Вой повторился и звучал до тех пор, пока луна снова не спряталась за тучу.
– Вот разошелся, шельма пучеглазая! Чего-то сегодни ему не шибко весело! – Ульян встал с лавки и одернул длинное льняное платье, доходившее почти до пят, расшитое разными знаками.
– Пошто ты его так ругаешь? Белый – хороший. По лесу поди как мается. Ты же его отпустить обещал.
– Коли обещал, то и отпущу.
Год назад нашел в глухом ельнике Ульян волчью семью. По лесу тоже голод иногда лютует. В людском мире третий год как неурожай, толпы обнищавших, с подпертыми голодухой ребрами по дорогам бродят. А коли у людей худо, то и у зверья всяко так же. Волчица и еще трое щенарей уже были мертвы, а один, белый, точно снег, шевелился, пытаясь из мертвого материнского соска молока добыть. Тогда и взял старый Ульян волчонка. А через год это был уже мощный хищник, красавец с широкой грудью, крутым загривком и страшными клыками.
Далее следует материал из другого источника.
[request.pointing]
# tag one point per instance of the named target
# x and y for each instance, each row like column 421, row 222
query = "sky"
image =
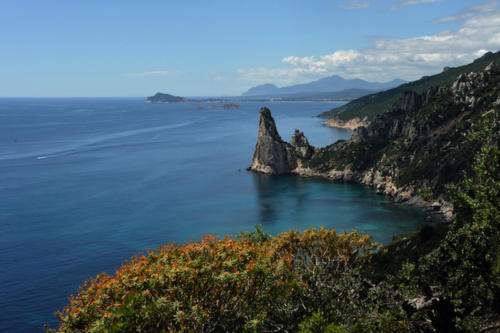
column 222, row 48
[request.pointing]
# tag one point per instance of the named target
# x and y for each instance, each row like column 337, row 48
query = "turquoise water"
column 87, row 183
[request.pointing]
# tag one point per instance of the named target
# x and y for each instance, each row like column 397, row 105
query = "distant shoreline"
column 250, row 100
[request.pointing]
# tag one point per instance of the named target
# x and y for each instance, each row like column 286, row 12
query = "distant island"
column 332, row 88
column 168, row 98
column 326, row 85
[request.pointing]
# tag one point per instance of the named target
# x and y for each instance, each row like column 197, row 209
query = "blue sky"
column 202, row 48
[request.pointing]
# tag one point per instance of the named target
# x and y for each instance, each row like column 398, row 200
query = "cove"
column 87, row 183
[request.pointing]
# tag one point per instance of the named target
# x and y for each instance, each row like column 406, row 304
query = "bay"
column 87, row 183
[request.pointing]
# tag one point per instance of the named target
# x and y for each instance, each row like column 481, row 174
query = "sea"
column 86, row 183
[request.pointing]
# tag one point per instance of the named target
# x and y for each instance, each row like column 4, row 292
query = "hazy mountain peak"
column 332, row 83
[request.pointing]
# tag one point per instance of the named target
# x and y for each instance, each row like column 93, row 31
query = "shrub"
column 251, row 283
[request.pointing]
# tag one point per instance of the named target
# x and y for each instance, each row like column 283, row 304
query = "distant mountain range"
column 328, row 84
column 373, row 105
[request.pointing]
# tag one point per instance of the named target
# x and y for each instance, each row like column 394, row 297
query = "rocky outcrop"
column 272, row 155
column 302, row 147
column 409, row 153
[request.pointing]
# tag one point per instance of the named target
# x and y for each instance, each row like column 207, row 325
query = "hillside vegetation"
column 440, row 144
column 371, row 106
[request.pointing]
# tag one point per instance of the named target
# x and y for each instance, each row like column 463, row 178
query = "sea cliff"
column 410, row 153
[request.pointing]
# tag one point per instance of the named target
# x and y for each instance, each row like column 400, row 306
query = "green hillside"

Вой стих. И Ульян опустился на лавку, глядя с тревожным прищуром на дальнюю изгородь.
– Кажись, подуспокоился. Неладно у меня на сердце чего-то, Оладша!
– Неладно пока. А Белого отпустишь – и все сладится.
– Не то все, парень. Три дни тому Либуша захаживала. Знашь Либушу?
– А кто не знает. Тоже ведьма та еще.
– Дурной ты, а! А кто тебе пупок справил? Так бы дристал по кустам, пока всю душу не выдристал. Ты вона посмотри, скольких она от того света уберегла.
– Да я-то чего! Людей она лечит, но, сказывают, каким-то своим идолам кланяется.
– Ежли чего не понимаешь, то не осуждай.
– Так чего Либуша-то?
– А того, парень. Жил во времена князя татарского Батыги один знатный воин, сам родом из города Риму. Но точно не берусь назвать, откель родом. Батыга считался непобедимым, самое лучшее войско у яво. Всех побивал. И решил добраться до Смоленска наконец. Да не тут-то ему было. Витязь по имени Меркурий встретил на Долгомостье татар да обратил их в бегство. Сам же погиб. Но ценой своей жизни уберег Смоленск. Вот коли зайдешь в Успенский собор, то увидишь в левой стороне шелом, сандалии и копье. Так это его доспехи.
– Видел, как не видеть! – Оладша аж задержал дыхание. Меркурий был его любимым героем, и слушать о нем он мог бесконечно.
– И коня его звали – Черныш. Красавец конь был.
– А ты будто видел, дед?!
– Може, и видел. Може, и сам по той осенней землице хаживал. Кто его знает!
– Эко тебя опять потащило. Так чего Либуша?
– Кости Черныша схоронили под Днепровскими воротами. И как враг приближается, конь из-под земли ржать начинает. Так вот Либуша-то слышала давеча ржание и сказала, что беда идет.
– Беда? – Оладша поднял глаза.
– Да. Говорит, когда вместо деревянной крепости вырастет краснокаменная, тогда, мол, придет лихо из закатных стран.
– Да ну тебя, дед! Это ж когда такая вырастет! – Оладша не поверил Ульяну, но сам, закатив глаза, представил себе красную из камня крепость вокруг Смоленска.